Abstract

Every society recognizes that resources for health care are limited; if not money then staff time is limited, and decisions have to be made about the allocation of these resources.
Resource allocation decisions take place at different levels. For example, deciding nationally how much should be spent on research or education, deciding how resources should be distributed on different patient groups and, within health services for a specific patient group, those who manage, many of whom are clinicians, constantly have to make decisions about the allocation of financial and temporal resources. What help is health services research giving to those who are struggling with these problems? Not much.
It is true that there has been a great increase in the amount of cost-benefit analysis, cost-effectiveness analysis and cost-utility analysis in the last decade and important advances have been made in methodology. But how useful are these to the harassed decision-maker? A simple conclusion of economic evaluations carried out in these ways is that health care interventions can be classified into three groups. First, there are those interventions that are ridiculously expensive for the benefit gained and therefore relatively easy to resist. Second, there are those that are inexpensive yet still beneficial, such as clinicians giving advice on smoking cessation as part of a consultation, that are, to use a technical term, ‘no-brainers’. But many interventions fall into the third group – potentially beneficial but at a significant cost. While high quality economic evaluations form a type of screening test, a large number of the interventions evaluated pass through the screening test and still present a challenge to decision-makers.
The problem for the person making decisions about the allocation of resources is that they are rarely sitting with a bag of money into which they can dip to fund new interventions. They are usually faced with a multitude of decisions and are in the position of managing a mess – a mess being a situation in which there is no ideal solution in which every solution creates further problems.

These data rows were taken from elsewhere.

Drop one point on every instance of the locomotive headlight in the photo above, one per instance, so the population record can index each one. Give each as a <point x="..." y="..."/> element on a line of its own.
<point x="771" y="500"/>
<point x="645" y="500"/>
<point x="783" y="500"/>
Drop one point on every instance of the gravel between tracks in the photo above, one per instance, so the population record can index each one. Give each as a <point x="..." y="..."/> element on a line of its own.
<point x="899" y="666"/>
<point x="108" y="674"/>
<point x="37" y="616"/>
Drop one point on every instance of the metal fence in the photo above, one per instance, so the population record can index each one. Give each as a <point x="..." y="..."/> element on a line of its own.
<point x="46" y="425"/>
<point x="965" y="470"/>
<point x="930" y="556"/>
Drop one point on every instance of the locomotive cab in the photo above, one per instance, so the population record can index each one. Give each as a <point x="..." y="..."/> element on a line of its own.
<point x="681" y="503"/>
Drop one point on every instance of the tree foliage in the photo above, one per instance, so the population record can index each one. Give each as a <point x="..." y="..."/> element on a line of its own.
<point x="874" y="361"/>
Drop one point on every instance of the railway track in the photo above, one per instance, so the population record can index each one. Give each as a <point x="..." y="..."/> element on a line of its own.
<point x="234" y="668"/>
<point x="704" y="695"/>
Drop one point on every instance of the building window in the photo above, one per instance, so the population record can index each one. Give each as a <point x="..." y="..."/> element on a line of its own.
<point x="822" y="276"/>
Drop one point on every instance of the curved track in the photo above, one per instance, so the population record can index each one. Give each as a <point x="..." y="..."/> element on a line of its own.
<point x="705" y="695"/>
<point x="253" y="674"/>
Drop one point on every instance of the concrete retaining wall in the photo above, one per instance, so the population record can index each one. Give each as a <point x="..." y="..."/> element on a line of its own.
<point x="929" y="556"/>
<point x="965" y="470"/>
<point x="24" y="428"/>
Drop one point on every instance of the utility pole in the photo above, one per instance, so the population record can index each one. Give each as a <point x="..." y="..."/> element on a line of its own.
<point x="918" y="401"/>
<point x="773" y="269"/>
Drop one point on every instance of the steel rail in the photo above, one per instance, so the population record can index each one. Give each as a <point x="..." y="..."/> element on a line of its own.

One approach that can be adopted to help people in this situation is programme budgeting. An excellent example can be seen on the English Department of Health's Programme Budgeting Unit website. 1 In addition, an Annual Population Value Review has been produced 2 which is a review of all the programme budgets, so that each purchasing organization can see what it spends on a particular disease category compared to another purchaser dealing with a similar population. As a result, we know, for example, that £847 million is spent on asthma (±£50 m) but we really do not know if we are getting maximum value from this.
Imagine that a new drug comes along for the management of asthma. The key question is not the cost per quality-adjusted life year of that drug, although that is obviously important information. Instead the question to ask is, will this new drug give more value to people with asthma than some of the existing services provided for that group of patients. While purchasers may seek to optimal allocative efficiency as a marker of value, for the patient value is derived from both the outcome of care and the way in which it is delivered. When deciding whether to fund our new drug from the existing budget, it is therefore also important to know not only what alternative services could, or do, achieve with the same amount of money (opportunity costs) but specifically the value of those services to local patients (which we refer to as opportunity value). 3 (This use of the term is distinct to that used by some ethicists, to refer to the opportunities afforded by, for example, freedom of speech.) For example, the opportunity costs may be that a community asthma nurse could no longer be funded and the opportunity value of the popular nurse-led service increases their social exposure and reduces morbidity. This extra value would be lost if the new drug were funded instead, even if the new treatment was deemed ‘cost-effective’.
The second question the decision-maker would want to ask is, should some money be moved from another budget for respiratory disease, such as chronic obstructive pulmonary disease, or perhaps from the budget of a more distant patient group such as musculoskeletal disease, cancer or mental health. Again the opportunity value would need to be worked out, to complement cost information available through programme budgeting.
Hamlet's father-in-law complained bitterly that troubles came in whole battalions and not as single spies. For the decision-maker, whole battalions are actually easier to deal with than single spies, and programme budgeting, when properly applied means that we are forced to face up to the fact that although a new intervention suddenly pops up, there may be five or 10 other services for the same group of patients that could have extra resources invested with added value.
The decision-maker has to strive for what both Archie Cochrane and Avedis Donabedian called ‘optimality’ – the best balance of resources. To do this, information about cost-effectiveness as currently expressed is necessary but not sufficient. Purchasers need to know about opportunity costs and opportunity values, and researchers need to start expressing costs and values in different terms.